= Sheikh Hassan Enany =

Sheikh Hassan Enany, born 1943 in Mecca, Saudi Arabia, is the Chairman of the Enany Group, a consortium of more than 100 companies operating in the Middle East, Europe and the United States.

==Business Interests==
In December 2009, Sheikh Enany headed a delegation of 10 Middle East businessmen, which was invited by Kuala Lumpur Mayor Datuk Ahmad Fuad Ismail for a meeting in his office at the Kuala Lumpur City Hall tower in Jalan Raja Laut to discuss possible ventures in Malaysia and Saudi Arabia.

===Enany Group===
The group has more than 100 companies and businesses in the Middle East, Europe and the United States.
The investment arm handles various portfolios including construction, investment and financial advisory, real estate development, technology, trade, agro-business and computer software management and consultancy.

==Philanthropy==
In 1995, Sheikh Enany funded the establishment of the CMSR unit at Stanford, one of the first of its kind in the world.

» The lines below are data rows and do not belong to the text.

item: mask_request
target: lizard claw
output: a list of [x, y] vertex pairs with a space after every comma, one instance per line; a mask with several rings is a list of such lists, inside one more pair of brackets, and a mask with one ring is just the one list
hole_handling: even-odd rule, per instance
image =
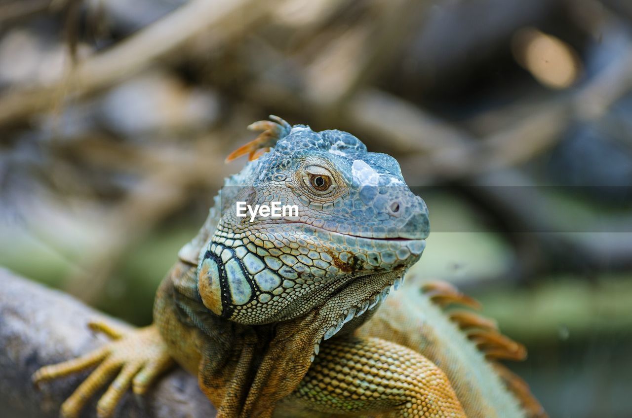
[[173, 364], [154, 327], [126, 332], [102, 322], [88, 326], [114, 340], [77, 359], [44, 366], [33, 375], [33, 381], [39, 386], [42, 382], [97, 366], [61, 405], [63, 418], [78, 417], [88, 400], [114, 379], [97, 404], [97, 416], [109, 418], [130, 386], [135, 393], [145, 393], [155, 378]]

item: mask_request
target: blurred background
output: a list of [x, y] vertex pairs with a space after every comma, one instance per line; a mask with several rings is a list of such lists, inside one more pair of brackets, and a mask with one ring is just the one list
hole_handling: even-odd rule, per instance
[[0, 264], [150, 323], [270, 114], [398, 158], [411, 274], [526, 345], [552, 417], [632, 416], [632, 3], [0, 0]]

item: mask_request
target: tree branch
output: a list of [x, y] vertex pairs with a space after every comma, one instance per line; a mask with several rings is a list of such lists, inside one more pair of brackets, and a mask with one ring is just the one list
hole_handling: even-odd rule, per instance
[[[44, 383], [39, 389], [31, 382], [31, 376], [42, 366], [76, 357], [102, 344], [104, 338], [86, 325], [97, 319], [116, 321], [66, 294], [0, 268], [0, 415], [58, 417], [61, 403], [86, 374]], [[96, 401], [86, 406], [82, 417], [96, 416]], [[179, 368], [161, 379], [142, 398], [135, 398], [130, 391], [116, 414], [130, 418], [215, 415], [196, 378]]]

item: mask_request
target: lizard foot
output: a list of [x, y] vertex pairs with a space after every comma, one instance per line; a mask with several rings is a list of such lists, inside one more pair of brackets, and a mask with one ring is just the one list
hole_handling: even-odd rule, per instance
[[155, 378], [173, 364], [166, 345], [152, 326], [130, 332], [102, 322], [88, 325], [113, 341], [78, 358], [44, 366], [33, 375], [33, 381], [39, 385], [97, 366], [61, 405], [63, 418], [78, 417], [87, 400], [116, 376], [97, 404], [99, 418], [111, 417], [130, 386], [135, 393], [143, 394]]

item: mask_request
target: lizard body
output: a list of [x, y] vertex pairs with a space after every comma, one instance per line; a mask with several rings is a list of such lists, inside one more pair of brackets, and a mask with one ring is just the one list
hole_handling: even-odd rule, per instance
[[[347, 133], [272, 119], [229, 156], [251, 161], [181, 249], [154, 325], [128, 335], [96, 325], [118, 339], [36, 373], [41, 381], [99, 364], [63, 415], [77, 416], [120, 371], [97, 405], [110, 416], [130, 386], [143, 393], [175, 360], [197, 374], [218, 417], [545, 416], [521, 381], [485, 358], [520, 359], [521, 346], [480, 316], [435, 306], [471, 304], [466, 297], [435, 284], [387, 298], [429, 232], [396, 161]], [[237, 216], [238, 201], [273, 201], [298, 213]]]

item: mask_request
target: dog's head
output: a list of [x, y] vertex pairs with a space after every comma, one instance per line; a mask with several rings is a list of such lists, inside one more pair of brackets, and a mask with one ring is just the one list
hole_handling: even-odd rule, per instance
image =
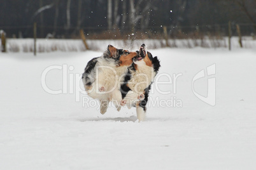
[[153, 67], [154, 71], [157, 72], [160, 67], [160, 61], [157, 56], [153, 57], [152, 55], [147, 51], [145, 44], [143, 44], [138, 51], [138, 55], [133, 59], [136, 65], [146, 65], [149, 67]]
[[111, 45], [108, 46], [108, 50], [104, 55], [104, 58], [115, 60], [119, 66], [131, 65], [132, 63], [132, 59], [137, 56], [136, 52], [130, 52], [124, 49], [117, 49]]

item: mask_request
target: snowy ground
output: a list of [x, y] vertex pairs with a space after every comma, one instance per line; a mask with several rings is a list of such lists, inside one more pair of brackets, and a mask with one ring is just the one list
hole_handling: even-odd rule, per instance
[[[64, 86], [64, 92], [66, 65], [71, 70], [68, 70], [69, 81], [101, 52], [39, 53], [36, 57], [0, 53], [1, 168], [254, 169], [256, 51], [150, 51], [161, 60], [162, 75], [158, 88], [154, 84], [147, 120], [142, 123], [136, 121], [134, 108], [118, 112], [111, 107], [102, 115], [97, 105], [92, 106], [95, 101], [83, 107], [87, 96], [72, 93], [70, 87], [78, 84], [75, 81], [68, 86], [68, 94], [51, 95], [42, 88], [44, 70], [60, 65], [62, 70], [48, 72], [46, 83], [53, 90]], [[192, 81], [215, 63], [216, 74], [210, 76], [216, 78], [216, 105], [212, 107], [194, 95]], [[169, 81], [167, 75], [173, 79], [173, 74], [182, 74], [176, 88], [173, 83], [160, 82]], [[200, 79], [194, 89], [206, 96], [207, 84], [207, 77]], [[76, 97], [80, 101], [76, 102]], [[173, 100], [171, 105], [171, 98], [181, 105], [174, 105]]]

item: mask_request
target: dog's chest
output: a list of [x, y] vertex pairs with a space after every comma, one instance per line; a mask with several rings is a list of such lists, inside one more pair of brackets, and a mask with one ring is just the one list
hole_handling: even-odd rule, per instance
[[131, 75], [128, 86], [133, 91], [141, 93], [151, 84], [155, 73], [152, 67], [143, 65], [139, 67], [136, 71], [131, 71]]

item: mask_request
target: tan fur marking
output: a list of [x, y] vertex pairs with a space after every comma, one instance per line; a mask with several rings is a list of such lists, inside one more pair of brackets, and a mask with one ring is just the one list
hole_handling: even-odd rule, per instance
[[152, 66], [152, 62], [150, 60], [150, 59], [149, 59], [148, 54], [146, 55], [146, 56], [143, 58], [143, 60], [147, 66], [149, 66], [149, 67]]
[[108, 50], [110, 52], [110, 57], [113, 57], [117, 54], [117, 49], [111, 45], [108, 46]]
[[138, 65], [136, 63], [134, 63], [134, 69], [136, 70], [138, 70]]
[[130, 65], [132, 63], [132, 58], [137, 56], [137, 53], [131, 52], [130, 54], [126, 55], [122, 55], [120, 57], [120, 66]]

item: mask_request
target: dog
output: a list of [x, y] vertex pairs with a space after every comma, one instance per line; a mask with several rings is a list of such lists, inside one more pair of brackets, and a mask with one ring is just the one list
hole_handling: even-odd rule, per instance
[[145, 117], [151, 84], [160, 65], [157, 56], [153, 58], [144, 44], [138, 53], [138, 55], [134, 58], [132, 65], [128, 68], [120, 91], [122, 103], [126, 103], [129, 108], [132, 106], [136, 107], [137, 117], [140, 122]]
[[120, 88], [137, 52], [117, 49], [111, 45], [99, 57], [89, 61], [82, 75], [82, 81], [87, 94], [100, 101], [100, 112], [104, 114], [110, 101], [114, 101], [119, 111], [124, 103]]

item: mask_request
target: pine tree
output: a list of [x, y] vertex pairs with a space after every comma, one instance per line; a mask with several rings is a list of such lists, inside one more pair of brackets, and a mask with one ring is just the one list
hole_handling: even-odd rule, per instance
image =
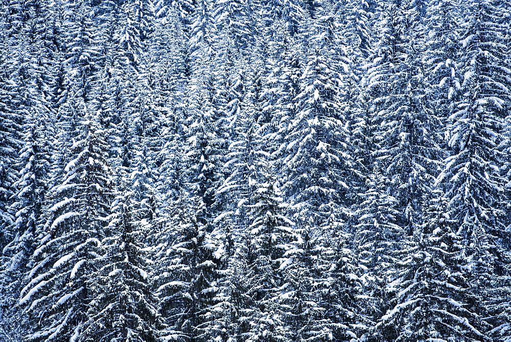
[[411, 3], [386, 4], [365, 82], [373, 98], [370, 118], [375, 156], [391, 181], [389, 194], [399, 199], [400, 225], [409, 235], [420, 221], [420, 202], [436, 175], [439, 149], [435, 121], [426, 96], [424, 75], [414, 43], [420, 39], [416, 9]]
[[448, 127], [452, 152], [437, 181], [445, 185], [451, 199], [456, 234], [468, 244], [478, 232], [498, 236], [502, 229], [506, 181], [500, 171], [505, 163], [501, 144], [509, 71], [504, 28], [494, 15], [500, 8], [492, 2], [466, 5], [469, 16], [458, 55], [463, 79]]
[[76, 338], [86, 321], [90, 289], [105, 237], [113, 184], [97, 118], [82, 122], [79, 140], [49, 192], [27, 285], [20, 291], [25, 326], [36, 340]]
[[490, 340], [484, 308], [469, 284], [469, 266], [461, 238], [445, 214], [447, 198], [440, 191], [426, 204], [424, 223], [407, 248], [387, 286], [390, 309], [377, 324], [376, 338], [384, 340]]
[[117, 196], [101, 256], [91, 261], [87, 320], [80, 339], [84, 341], [159, 340], [161, 323], [151, 292], [142, 237], [144, 226], [135, 220], [129, 193]]

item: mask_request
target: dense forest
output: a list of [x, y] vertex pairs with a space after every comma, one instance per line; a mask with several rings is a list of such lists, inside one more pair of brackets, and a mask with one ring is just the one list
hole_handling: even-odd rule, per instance
[[0, 340], [511, 341], [509, 0], [0, 9]]

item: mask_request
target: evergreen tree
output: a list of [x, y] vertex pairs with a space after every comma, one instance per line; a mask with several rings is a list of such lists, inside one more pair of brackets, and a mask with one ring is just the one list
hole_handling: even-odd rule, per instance
[[392, 266], [397, 272], [387, 286], [391, 307], [375, 326], [377, 340], [490, 340], [481, 320], [485, 309], [469, 282], [461, 238], [445, 214], [448, 200], [435, 194], [421, 229], [397, 253], [401, 261]]
[[96, 120], [82, 122], [63, 174], [49, 191], [43, 223], [35, 232], [27, 285], [20, 291], [25, 326], [36, 340], [79, 336], [90, 289], [92, 261], [105, 237], [113, 184], [107, 146]]
[[158, 341], [161, 323], [145, 270], [145, 227], [134, 220], [129, 193], [116, 202], [107, 227], [112, 235], [103, 239], [101, 257], [91, 262], [97, 270], [86, 284], [91, 300], [80, 339]]

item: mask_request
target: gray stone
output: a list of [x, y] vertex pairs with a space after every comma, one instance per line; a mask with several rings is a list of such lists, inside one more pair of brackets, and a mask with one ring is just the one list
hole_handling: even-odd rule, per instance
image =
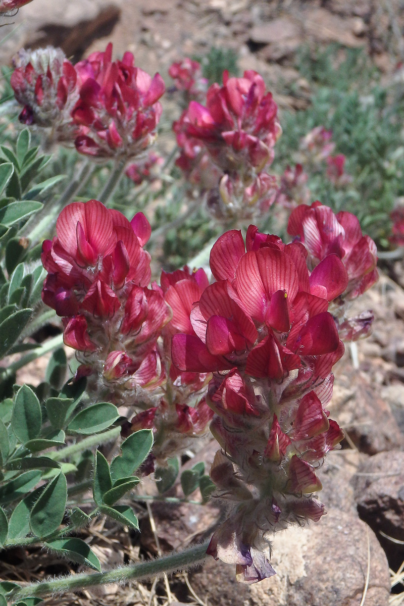
[[404, 452], [370, 457], [358, 467], [353, 484], [360, 518], [378, 533], [397, 570], [404, 559]]

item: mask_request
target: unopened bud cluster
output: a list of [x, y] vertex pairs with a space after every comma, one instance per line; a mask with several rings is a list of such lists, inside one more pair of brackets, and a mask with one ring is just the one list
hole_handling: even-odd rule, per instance
[[74, 142], [95, 158], [128, 159], [153, 142], [165, 85], [134, 65], [131, 53], [112, 61], [112, 44], [75, 65], [51, 48], [22, 52], [11, 85], [20, 121], [45, 129], [51, 142]]

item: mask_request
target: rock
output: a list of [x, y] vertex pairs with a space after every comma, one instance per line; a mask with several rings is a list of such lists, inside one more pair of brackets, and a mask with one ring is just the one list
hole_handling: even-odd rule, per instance
[[325, 8], [310, 9], [302, 15], [306, 36], [319, 42], [337, 42], [353, 48], [363, 45], [363, 42], [353, 33], [356, 23], [355, 18], [339, 17]]
[[191, 573], [196, 594], [211, 606], [359, 606], [368, 568], [366, 606], [387, 606], [390, 581], [386, 556], [373, 531], [352, 511], [331, 509], [320, 522], [276, 535], [271, 563], [277, 574], [246, 586], [234, 567], [208, 560]]
[[379, 385], [371, 384], [363, 372], [353, 368], [345, 358], [337, 367], [333, 399], [329, 405], [335, 418], [361, 452], [376, 454], [393, 450], [403, 443], [388, 405], [380, 397]]
[[111, 32], [119, 19], [122, 0], [81, 0], [59, 2], [35, 0], [14, 18], [15, 25], [2, 46], [7, 62], [21, 47], [61, 47], [68, 57], [81, 57], [95, 38]]
[[387, 606], [390, 580], [376, 536], [353, 512], [331, 509], [317, 524], [277, 534], [271, 563], [275, 576], [251, 586], [252, 604], [277, 606], [359, 606], [368, 568], [366, 606]]
[[356, 15], [365, 17], [370, 13], [372, 8], [371, 0], [325, 0], [323, 3], [332, 13], [336, 13], [342, 16]]
[[394, 381], [383, 386], [381, 395], [389, 405], [400, 431], [404, 433], [404, 384]]
[[319, 499], [325, 505], [326, 511], [334, 508], [356, 513], [351, 482], [359, 459], [360, 454], [356, 450], [334, 450], [327, 454], [322, 467], [317, 471], [323, 485]]
[[302, 42], [299, 26], [283, 17], [253, 27], [249, 41], [259, 50], [259, 56], [267, 61], [277, 61], [291, 55]]
[[290, 19], [281, 17], [253, 27], [250, 40], [258, 44], [273, 44], [299, 35], [299, 28]]
[[397, 570], [404, 559], [404, 544], [397, 542], [404, 541], [404, 452], [370, 457], [353, 484], [359, 516], [378, 533], [390, 566]]

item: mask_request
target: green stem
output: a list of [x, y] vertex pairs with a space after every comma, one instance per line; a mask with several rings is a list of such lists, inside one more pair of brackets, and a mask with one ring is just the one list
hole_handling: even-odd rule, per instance
[[173, 219], [172, 221], [169, 223], [165, 223], [164, 225], [161, 225], [158, 229], [153, 230], [151, 232], [151, 235], [150, 239], [148, 241], [148, 244], [150, 244], [151, 242], [154, 242], [162, 233], [165, 233], [170, 229], [173, 229], [174, 227], [179, 227], [180, 225], [182, 225], [183, 223], [189, 219], [193, 215], [194, 215], [198, 208], [199, 208], [199, 203], [196, 203], [192, 204], [190, 207], [182, 215], [180, 215], [179, 217], [176, 217]]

As well as treating cancer, the radio surgery technology has been used for treating Parkinson's disease.

In 1989, Sheikh Enany funded the Islamic Studies programme that was introduced at Catholic University in the US. In 1985, Sheikh Enany funded the construction of the Mosque of Hassan Enany on the coast of Jeddah, Saudi Arabia.

Sheikh Hassan Enany is also a founder of the Prince Salman Center for Disability Research in Saudi Arabia.